Nixon was responsible for putting in place “Vietnamization” which shifted responsibility of fighting to the locals so that the Americans could pull out their troops starting in 1970. The Paris Peace Accord was signed in January 1973, but American military involvement did not cease until August 1973. The North Vietnamese Army captured Saigon in April 1975 officially ending the war.
The United States placed an embargo on Vietnam from 1975-1995 which harmed Vietnam’s development. Even after the war, the Vietnamese were very poor and starving. Many countries took in refugees during this period. Canada is home to 240,000 citizens with Vietnamese ancestry.
We returned to the city which took more than one and a half hours. We went with the group back to the street food market for lunch then said our goodbyes. We headed towards the hostel, but got caught in the rain. Luckily, it didn’t last too long.
We picked up our bags from the hostel and took a Grab car up the road to our Airbnb. We relaxed in our own space and I called my parents. For supper, we walked up the street to a Korean restaurant. Then we returned to the Airbnb to sleep.
Day 250: November 17, 2018
We slept in then I FaceTimed Caitlin. While Danny FaceTimed his parents, I went to the gym to workout. After, we took a Grab car to the War Remnants Museum. Outside there were many American planes and tanks.
On July 20, 1954 the Geneva Conference was signed to cease the fighting in Indochina and recognize the independence of Vietnam from France. The country was to be split into two until elections could be held in 1956. The United States gradually eliminated the French influence in southern Vietnam and sponsored Ngo Dinh Diem as Prime Minister of the “Republic of Vietnam”. Ho Chi Minh had support of the population in the north and was backed by the People’s Republic of China.
According to the museum, the United States and Diem tried to sabotage the Geneva Agreements by preventing reunification of the country. A military coup on November 1, 1963 removed Diem and killed him. On August 2, 1964, the United States Army fabricated a story, “Gulf of Tonkin Incident”, accusing the Navy of Vietnam of attacking a US destroyer. This authorized the American entry of direct fighting in Vietnam.
Agent Orange was used during the war in Vietnam to destroy the tropical rain forest and prevent the Liberation forces from hiding. It had a high dose of dioxin, a carcinogen with genotoxic effects passing to at least three generations.

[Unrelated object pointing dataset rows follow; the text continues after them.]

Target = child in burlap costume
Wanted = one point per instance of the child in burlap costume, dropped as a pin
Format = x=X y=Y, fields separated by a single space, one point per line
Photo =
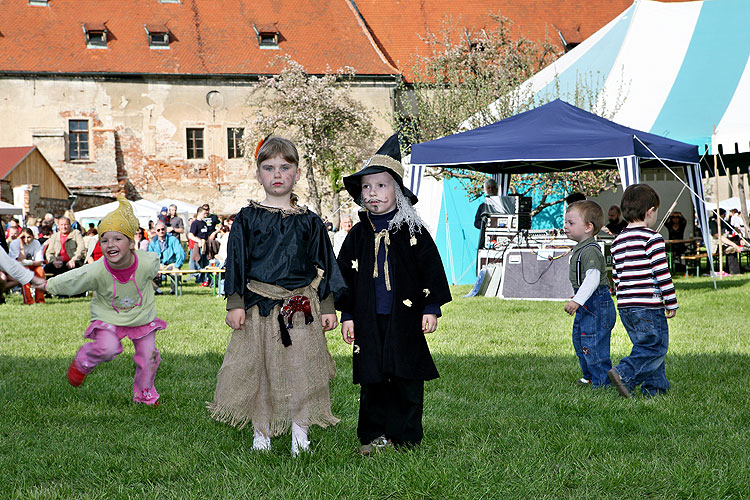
x=123 y=304
x=280 y=280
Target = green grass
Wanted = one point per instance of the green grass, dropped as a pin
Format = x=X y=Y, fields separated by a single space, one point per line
x=504 y=420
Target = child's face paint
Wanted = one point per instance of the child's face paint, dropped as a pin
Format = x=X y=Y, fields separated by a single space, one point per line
x=379 y=192
x=116 y=248
x=277 y=176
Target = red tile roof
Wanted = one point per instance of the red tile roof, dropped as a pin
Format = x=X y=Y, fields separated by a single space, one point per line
x=207 y=37
x=11 y=157
x=217 y=36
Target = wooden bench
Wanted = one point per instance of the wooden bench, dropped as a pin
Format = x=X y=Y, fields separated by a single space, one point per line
x=693 y=261
x=175 y=276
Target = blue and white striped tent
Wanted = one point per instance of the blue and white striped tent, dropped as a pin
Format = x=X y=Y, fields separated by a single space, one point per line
x=679 y=69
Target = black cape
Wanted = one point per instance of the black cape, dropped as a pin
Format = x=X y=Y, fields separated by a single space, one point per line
x=417 y=279
x=280 y=247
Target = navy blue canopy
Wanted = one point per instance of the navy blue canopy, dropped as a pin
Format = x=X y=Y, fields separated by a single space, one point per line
x=554 y=137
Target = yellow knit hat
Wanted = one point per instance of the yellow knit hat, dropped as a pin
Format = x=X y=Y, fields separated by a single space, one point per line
x=122 y=220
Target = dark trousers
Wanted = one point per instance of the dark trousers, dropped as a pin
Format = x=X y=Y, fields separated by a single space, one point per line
x=392 y=408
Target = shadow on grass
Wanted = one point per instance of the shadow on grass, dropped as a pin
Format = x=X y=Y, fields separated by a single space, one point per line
x=472 y=380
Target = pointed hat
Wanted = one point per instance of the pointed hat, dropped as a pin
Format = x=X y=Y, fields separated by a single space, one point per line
x=386 y=159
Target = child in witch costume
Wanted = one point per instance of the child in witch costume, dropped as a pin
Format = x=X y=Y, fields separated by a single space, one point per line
x=280 y=281
x=122 y=306
x=396 y=285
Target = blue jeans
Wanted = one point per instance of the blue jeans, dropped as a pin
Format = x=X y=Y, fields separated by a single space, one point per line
x=649 y=333
x=592 y=328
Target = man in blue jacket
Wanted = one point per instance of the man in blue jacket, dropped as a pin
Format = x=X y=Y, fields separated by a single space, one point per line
x=169 y=249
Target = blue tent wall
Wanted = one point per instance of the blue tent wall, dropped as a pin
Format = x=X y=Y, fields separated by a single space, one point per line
x=464 y=236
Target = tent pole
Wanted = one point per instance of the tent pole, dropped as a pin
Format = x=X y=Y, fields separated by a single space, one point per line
x=718 y=217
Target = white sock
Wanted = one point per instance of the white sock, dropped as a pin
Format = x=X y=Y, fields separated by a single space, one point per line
x=261 y=438
x=299 y=439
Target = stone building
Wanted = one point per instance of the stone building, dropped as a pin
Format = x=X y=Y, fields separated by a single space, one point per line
x=149 y=97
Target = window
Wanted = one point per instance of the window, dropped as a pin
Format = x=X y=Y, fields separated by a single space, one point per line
x=96 y=35
x=194 y=143
x=268 y=36
x=78 y=139
x=234 y=142
x=158 y=36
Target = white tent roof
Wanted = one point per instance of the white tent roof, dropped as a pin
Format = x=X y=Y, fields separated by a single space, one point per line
x=674 y=69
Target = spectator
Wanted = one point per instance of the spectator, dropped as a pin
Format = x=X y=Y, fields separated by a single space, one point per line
x=164 y=216
x=33 y=224
x=199 y=235
x=91 y=235
x=12 y=233
x=616 y=223
x=12 y=273
x=491 y=205
x=339 y=236
x=140 y=239
x=45 y=232
x=729 y=248
x=48 y=220
x=676 y=225
x=12 y=224
x=169 y=249
x=27 y=250
x=71 y=217
x=176 y=225
x=65 y=249
x=213 y=225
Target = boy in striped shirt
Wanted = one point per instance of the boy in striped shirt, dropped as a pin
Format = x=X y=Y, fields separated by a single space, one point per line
x=645 y=294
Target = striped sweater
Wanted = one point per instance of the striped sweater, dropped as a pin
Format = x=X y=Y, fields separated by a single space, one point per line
x=640 y=270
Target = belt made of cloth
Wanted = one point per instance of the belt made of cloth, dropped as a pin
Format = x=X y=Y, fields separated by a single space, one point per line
x=293 y=301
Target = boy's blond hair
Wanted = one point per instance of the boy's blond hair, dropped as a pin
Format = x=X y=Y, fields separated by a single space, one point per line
x=590 y=211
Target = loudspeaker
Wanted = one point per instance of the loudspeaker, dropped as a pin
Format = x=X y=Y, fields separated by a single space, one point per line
x=536 y=274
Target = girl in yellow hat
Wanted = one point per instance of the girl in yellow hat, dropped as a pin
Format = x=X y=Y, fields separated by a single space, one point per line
x=122 y=305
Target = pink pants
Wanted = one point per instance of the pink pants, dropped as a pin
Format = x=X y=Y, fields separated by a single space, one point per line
x=107 y=345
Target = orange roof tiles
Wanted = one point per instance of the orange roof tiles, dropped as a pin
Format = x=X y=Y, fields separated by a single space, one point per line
x=217 y=36
x=11 y=157
x=207 y=37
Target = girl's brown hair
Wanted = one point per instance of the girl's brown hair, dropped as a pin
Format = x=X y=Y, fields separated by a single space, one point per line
x=636 y=200
x=277 y=146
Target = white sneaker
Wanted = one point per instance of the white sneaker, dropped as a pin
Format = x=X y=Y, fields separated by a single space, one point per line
x=300 y=442
x=261 y=442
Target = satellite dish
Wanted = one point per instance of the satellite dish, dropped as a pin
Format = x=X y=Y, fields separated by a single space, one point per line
x=214 y=99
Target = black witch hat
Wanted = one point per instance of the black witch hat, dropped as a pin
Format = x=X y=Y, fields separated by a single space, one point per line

American veterans have been compensated for the damage, but Vietnamese victims lawsuits have so far been dismissed by the US Supreme Court. 4.8 million Vietnamese were exposed to Agent Orange. The photos showing the effects of Agent Orange were difficult to view knowing that it all could have been prevented.
Seeing the atrocities of war, the immediate impact of napalm bombs and the lasting effects of Agent Orange was very emotional. After a couple of exhibits I just had to sit down.
In the museum, the war is referred to as the American War in Vietnam which gives a much different perspective than I grew up learning. I remember being told it was a civil war that the Americans became involved in. The Vietnamese see it much differently. Our guide at the Cu Chi Tunnels had told us the local people wanted independence and the Communists were helping them with this. Vietnam is proud to be reunified.
We left the museum and walked back to a shop Happy had taken us to. Then we went to a sushi place for an early supper. Sushi is much cheaper in Vietnam than in Canada. We caught a Grab car back to our Airbnb. Danny went for a workout while I watched Netflix before bed.
Ho Chi Minh City has been a bit of a surprise. I was expecting not to enjoy it since I don’t typically like cities. The air was cooler there than in Cambodia which was a relief and it was a nice place to walk around. It has been a very nice start to Vietnam and I’m excited to see what our next stops in Vietnam have in store.